Memasuki masa kolonial Hindia Belanda, beras dari padi menjadi makanan pokok masyarakat di koloni. Menurut Sajogyo & William L. Collier dalam buku Budidaya Padi di Jawa (1986), pemerintah Hindia Belanda pernah mengalami kerugian dari bertani padi pada periode 1861 hingga 1871, dengan total nilai kerugian mencapai 5.775 ton emas di 21 kota. Kerugian tersebut disebabkan oleh rendahnya produktivitas sawah serta modal yang tidak sepadan dengan banyaknya buruh tani yang bekerja.
Pemerintah Kolonial Belanda kemudian membuat kebijakan menanam sumber karbohidrat lain, seperti jagung, ketela, ubi dan kentang, Menurut Yusuf Budi Prasetya Santosa dan Hendi Irawan dalam artikel Sejarah Perkembangan Makanan Indonesia Dari Abad Ke 10 Hingga Masa Pendudukan Jepang (2023), dampaknya memunculkan variasi makanan tradisional seperti Gethuk, Tiwul, Nasi Jagung dan sejenisnya. Selain itu, secara sosial ekonomi, dianggap sebagai makanan rakyat jelata yang hidup miskin.
Namun, pada dekade 1930-an, pemerintah Hindia Belanda mulai melakukan impor beras, karena semakin banyaknya populasi di koloni, dan sebagai dampak Perang Dunia I. Menurut Syafaat Rahman Musyaqqat dalam artikel Antara Kuasa Negara dan Warisan Jalur Rempah: Perdagangan Beras di Sulawesi Selatan Pada Dekade 1930-an (2020), salah satu daerah yang menjadi lumbung pangan saat itu adalah Sulawesi Selatan, karena menjadi wilayah dalam Jalur Perdagangan Rempah. Hal ini tertuang dalam aturan Rijstinvoer-Ordonantie pada 1933.

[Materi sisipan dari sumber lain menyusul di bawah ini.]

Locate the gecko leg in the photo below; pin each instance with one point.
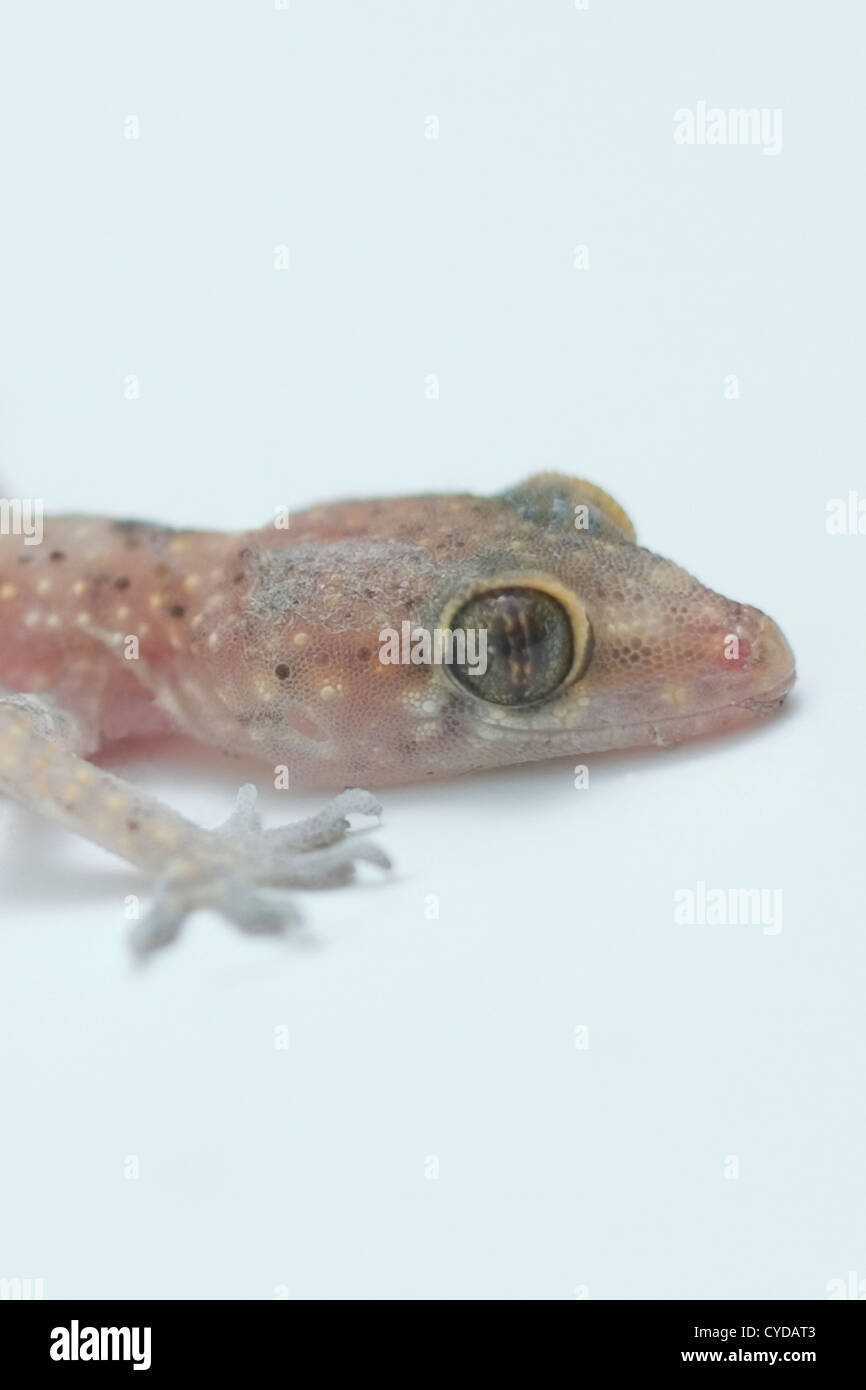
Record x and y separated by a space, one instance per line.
41 766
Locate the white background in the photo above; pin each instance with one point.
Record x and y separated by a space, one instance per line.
559 1168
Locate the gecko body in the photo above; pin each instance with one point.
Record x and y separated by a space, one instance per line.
270 644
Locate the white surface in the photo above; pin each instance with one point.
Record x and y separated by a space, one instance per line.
558 1166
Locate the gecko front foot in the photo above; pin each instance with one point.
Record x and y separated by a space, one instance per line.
239 856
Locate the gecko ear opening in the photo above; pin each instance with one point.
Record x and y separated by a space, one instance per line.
552 502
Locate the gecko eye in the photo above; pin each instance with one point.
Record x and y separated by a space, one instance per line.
531 645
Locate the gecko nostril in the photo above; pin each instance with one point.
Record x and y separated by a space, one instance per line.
303 726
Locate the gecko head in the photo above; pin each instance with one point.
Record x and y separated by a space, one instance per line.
594 642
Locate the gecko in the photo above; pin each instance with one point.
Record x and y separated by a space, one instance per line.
268 642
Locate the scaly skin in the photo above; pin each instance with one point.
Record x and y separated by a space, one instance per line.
268 644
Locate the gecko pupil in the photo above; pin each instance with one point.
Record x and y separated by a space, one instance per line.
530 645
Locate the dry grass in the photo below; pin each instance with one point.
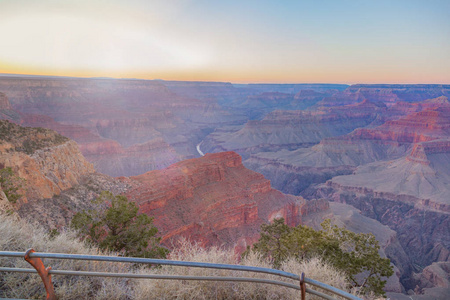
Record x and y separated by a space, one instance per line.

Setelah merdeka, Indonesia berupaya untuk mewujudkan swasembada pangan. Gagasan untuk swasembada tersebut digagas pertama kali oleh I. J. Kasimo, Menteri Negara Urusan Pangan dalam Kabinet Amir Sjarifuddin II pada November 1947. Ia menargetkan swasembada pangan dapat dicapai oleh Indonesia sebelum tahun 1956.
Kisah Awal Ketergantungan Beras
Awal ketergantungan masyarakat Indonesia terhadap beras kira-kira dimulai pada masa kepemimpinan Presiden Soekarno, ketika berdiplomasi dengan India yang mendukung kemerdekaan Indonesia. Saat itu, tepatnya pada 1946, Indonesia mengimpor 500.000 ton beras dari India. Melalui kampanye kepada publik, Soekarno meninggalkan pesan kepada masyarakat Indonesia bahwa beras merupakan simbol kemakmuran.
Di dalam pidato Pangan Rakyat Soal Hidup atau Mati pada 1952, Soekarno menyatakan bahwa tiap orang saat itu membutuhkan 86 kilogram beras per tahun. Dampak dari kampanye tersebut, masyarakat mengantre beras sejak subuh hanya untuk mendapatkan 3 liter beras, seperti terekam dalam catatan Rum Aly dalam buku Titik Silang Jalan Kekuasaan Tahun 1966: Mitos dan Dilema.
Meski Soekarno pernah berkampanye mengajak masyarakat Indonesia untuk beralih ke jagung pada 1964, upaya tersebut berakhir dengan kegagalan. Masyarakat Indonesia sudah telanjur ketergantungan akan beras. Kampanye tersebut juga gagal untuk diwujudkan karena dikampanyekan bersamaan dengan Operasi Dwikora, yang memuncak pada 1965 dalam wujud peristiwa G30S. Pada periode tersebut, kondisi masyarakat Indonesia menghadapi krisis pangan akibat inflasi yang sangat tinggi.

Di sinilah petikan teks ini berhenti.